Work at both ends of the Athens-Crete grid interconnection, Greece’s biggest infrastructure project at present, has begun in earnest, power grid operator IPTO sources have informed.
In the lead-up, IPTO subsidiary Ariadne Interconnection, developing the project, and contractors signed contracts totaling approximately one billion euros last month.
Various preliminary studies and construction work are now underway. A high-voltage subsea cable is planned to run from Heraklion, Crete to Megara, slightly west of Athens.
Also, a converter station will be built close to the Cretan village Damasta.
A converter station will not be needed at Megara, on the Athenian side of the project.
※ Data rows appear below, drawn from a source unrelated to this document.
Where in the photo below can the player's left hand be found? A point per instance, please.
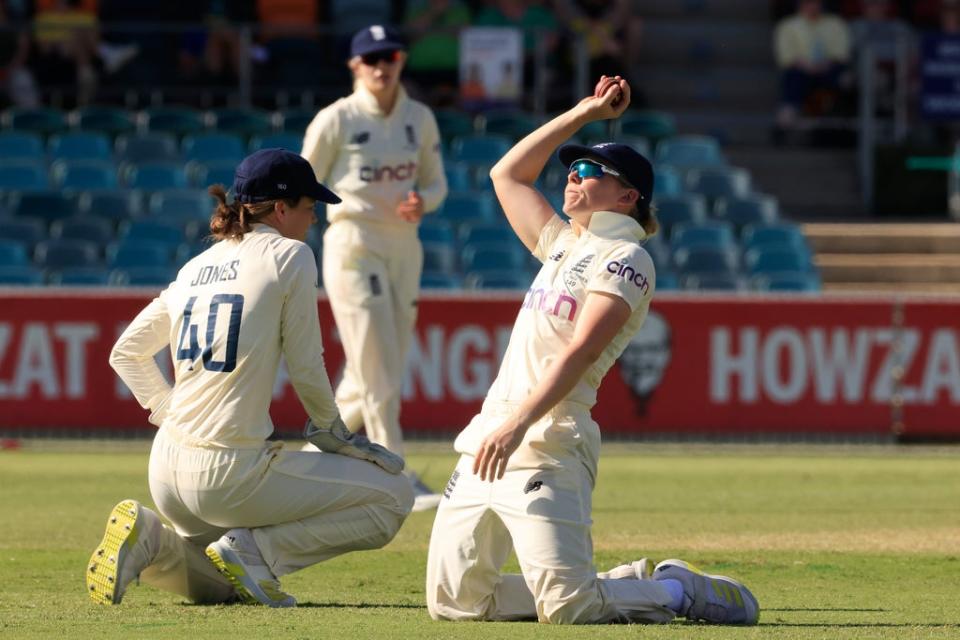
(495, 450)
(411, 209)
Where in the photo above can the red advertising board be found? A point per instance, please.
(700, 365)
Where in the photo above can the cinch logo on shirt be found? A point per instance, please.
(388, 173)
(628, 273)
(550, 302)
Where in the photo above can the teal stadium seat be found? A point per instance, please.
(84, 174)
(80, 145)
(21, 145)
(213, 147)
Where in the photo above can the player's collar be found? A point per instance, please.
(368, 102)
(615, 226)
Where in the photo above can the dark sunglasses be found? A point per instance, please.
(375, 58)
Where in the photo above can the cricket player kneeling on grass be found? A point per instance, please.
(529, 459)
(243, 512)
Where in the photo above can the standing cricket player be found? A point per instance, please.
(529, 459)
(244, 512)
(380, 151)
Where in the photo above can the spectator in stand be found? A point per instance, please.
(433, 61)
(812, 50)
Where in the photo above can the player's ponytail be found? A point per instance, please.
(232, 220)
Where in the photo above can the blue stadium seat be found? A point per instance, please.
(20, 276)
(705, 259)
(25, 230)
(153, 176)
(66, 254)
(112, 121)
(89, 228)
(462, 207)
(454, 124)
(242, 122)
(178, 121)
(503, 279)
(112, 204)
(80, 145)
(719, 182)
(686, 208)
(666, 181)
(289, 141)
(42, 120)
(775, 258)
(439, 257)
(213, 147)
(13, 254)
(21, 145)
(479, 149)
(713, 233)
(459, 176)
(81, 277)
(153, 230)
(799, 281)
(495, 257)
(143, 276)
(186, 205)
(689, 151)
(45, 205)
(83, 175)
(754, 209)
(440, 280)
(23, 174)
(147, 147)
(205, 175)
(143, 253)
(296, 120)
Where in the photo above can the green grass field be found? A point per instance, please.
(836, 542)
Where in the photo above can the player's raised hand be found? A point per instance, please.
(611, 97)
(411, 209)
(491, 459)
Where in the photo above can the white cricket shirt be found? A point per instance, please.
(228, 317)
(371, 159)
(606, 257)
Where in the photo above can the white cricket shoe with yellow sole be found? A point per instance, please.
(237, 557)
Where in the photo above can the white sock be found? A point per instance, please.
(675, 589)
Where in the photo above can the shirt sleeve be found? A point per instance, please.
(132, 357)
(549, 236)
(431, 180)
(322, 142)
(626, 272)
(300, 335)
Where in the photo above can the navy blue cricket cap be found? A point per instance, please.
(633, 167)
(376, 37)
(274, 174)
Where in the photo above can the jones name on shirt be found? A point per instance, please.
(218, 273)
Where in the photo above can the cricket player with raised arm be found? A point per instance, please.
(380, 151)
(242, 511)
(529, 459)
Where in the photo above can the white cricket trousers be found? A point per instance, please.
(544, 514)
(303, 507)
(371, 274)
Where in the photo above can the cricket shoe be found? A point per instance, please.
(237, 557)
(710, 598)
(424, 498)
(128, 546)
(641, 569)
Instead, the interconnection’s line will run through an underground passage to reach a central unit, where the converter station will be installed.
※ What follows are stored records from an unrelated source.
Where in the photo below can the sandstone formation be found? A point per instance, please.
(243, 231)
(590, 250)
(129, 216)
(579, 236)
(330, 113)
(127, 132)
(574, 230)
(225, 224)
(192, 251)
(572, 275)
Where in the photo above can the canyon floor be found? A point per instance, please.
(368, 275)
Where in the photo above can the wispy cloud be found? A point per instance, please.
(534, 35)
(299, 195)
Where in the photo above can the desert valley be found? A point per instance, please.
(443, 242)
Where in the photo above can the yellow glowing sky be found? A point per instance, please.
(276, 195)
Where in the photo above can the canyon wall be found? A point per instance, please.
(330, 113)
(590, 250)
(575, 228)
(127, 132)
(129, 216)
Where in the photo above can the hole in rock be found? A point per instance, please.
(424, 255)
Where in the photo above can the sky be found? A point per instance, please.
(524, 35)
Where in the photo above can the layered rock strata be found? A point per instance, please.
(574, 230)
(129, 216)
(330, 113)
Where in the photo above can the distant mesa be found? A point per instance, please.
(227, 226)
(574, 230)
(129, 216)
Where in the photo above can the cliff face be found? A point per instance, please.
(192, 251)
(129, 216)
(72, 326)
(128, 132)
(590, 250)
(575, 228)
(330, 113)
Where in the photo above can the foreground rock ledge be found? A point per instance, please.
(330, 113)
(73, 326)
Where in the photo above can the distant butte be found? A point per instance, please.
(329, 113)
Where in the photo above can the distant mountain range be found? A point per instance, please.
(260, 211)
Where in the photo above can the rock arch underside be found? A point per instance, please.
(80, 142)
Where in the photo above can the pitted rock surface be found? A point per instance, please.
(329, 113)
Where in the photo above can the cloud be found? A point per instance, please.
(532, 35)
IPTO has discussed the project with local communities to minimize any inconveniences. Requests made by locals, determined to conceal any visual impact, were taken into consideration by authorities when planning the project’s route.
Revisions were made to an environmental impact study approved by the energy ministry last April.
IPTO made significant changes for the Megara end of the interconnection, significantly increasing the operator’s budget for the project. Changes included the adoption of subterranean line passages. Similar-minded revisions have also been agreed to for the Cretan end’s Korakia area.
Once launched, the Athens-Crete grid interconnection promises to offer electricity consumers overall annual savings of 400 million euros in Public Service Compensation (YKO) surcharges, included in electricity bills.
The project will also offer major environmental benefits as CO2 emissions resulting from the overall electricity supply effort for Crete will be reduced by 60 percent once the Athens-Crete interconnection is fully launched.
This project represents Crete’s major-scale link. A preceding smaller-scale link from Crete to the Peloponnese has also been incorporated into the effort.